Yes, however please note the following:
The standard way of quoting a identifier (column or table name) in SQL-92 is to use double quotes around the column or table name. This has two effects. First, the identifier can be a reserved word, or contain characters that are illegal in normal identifiers, such as spaces and quotes. The second effect is to retain the case of the name. For example:
CREATE TABLE "Lower Table" ( "Field In Lower Case" INTEGER );
would preserve the case of these table and column names. Normally, identifiers are mapped to their upper case representation before being saved in the metadata files. InterBase Dialect 3 enforces this type of behaviour, and allows the use of double quotes in this way. However, before Dialect 3, double quotes were synonymous with single quotes and were used to quote a literal. So, in dialect 1:
SELECT "Fred" from TABLE
would return a unnamed char
column containing the string fred
. But in dialect 3, the same statement would return the contents of a column called Fred
(note case is significant) from the table.
The Easysoft InterBase ODBC driver, when connected using Dialect 1 or 2, scans the incoming SQL looking for double quoted identifiers and remove quotes. This may cause problems for applications that expect the old InterBase behaviour.

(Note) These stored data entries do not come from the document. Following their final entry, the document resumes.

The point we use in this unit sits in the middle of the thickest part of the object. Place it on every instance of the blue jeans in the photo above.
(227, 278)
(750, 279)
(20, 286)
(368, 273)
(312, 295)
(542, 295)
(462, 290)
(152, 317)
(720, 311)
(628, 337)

Older InterBase (pre-version 6) servers don't support the rollback_retaining
call. This means that if a rollback is performed on a connection, all statements for that connection will be terminated. This is the way it worked with the older ODBC drivers, and when connecting to a pre-6 server, the Easysoft driver will behave in this way. The driver uses this function, if available. This means that a rollback can be done, leaving all statements in their pre-rollback state.
The driver reports available operations to the application by using SQLGetInfo
, so applications can take the appropriate action.
Before version 6, NUMERIC
and DECIMAL
types were mapped to the double representation. This caused problems, as the underlying InterBase representation is not of exact precision, whereas the SQL types are defined as exact precision. With InterBase 6, these types are now mapped onto INTEGER
types, which ensures that precision is maintained. However, the precision is not stored in the metadata when the column is created, so with InterBase 6, a column defined as:
NUMERIC( 10, 2 )
has precision (10) in the catalog, and this is reported through the ODBC API to the calling application. Older catalogs only stored the length of the storage type, so in the case above, it would be mapped to a double of length 8. The ODBC driver maps these types to the maximum available precision, so it's possible that the output of a SQLColumns
call for the above column would indicate a precision of 18.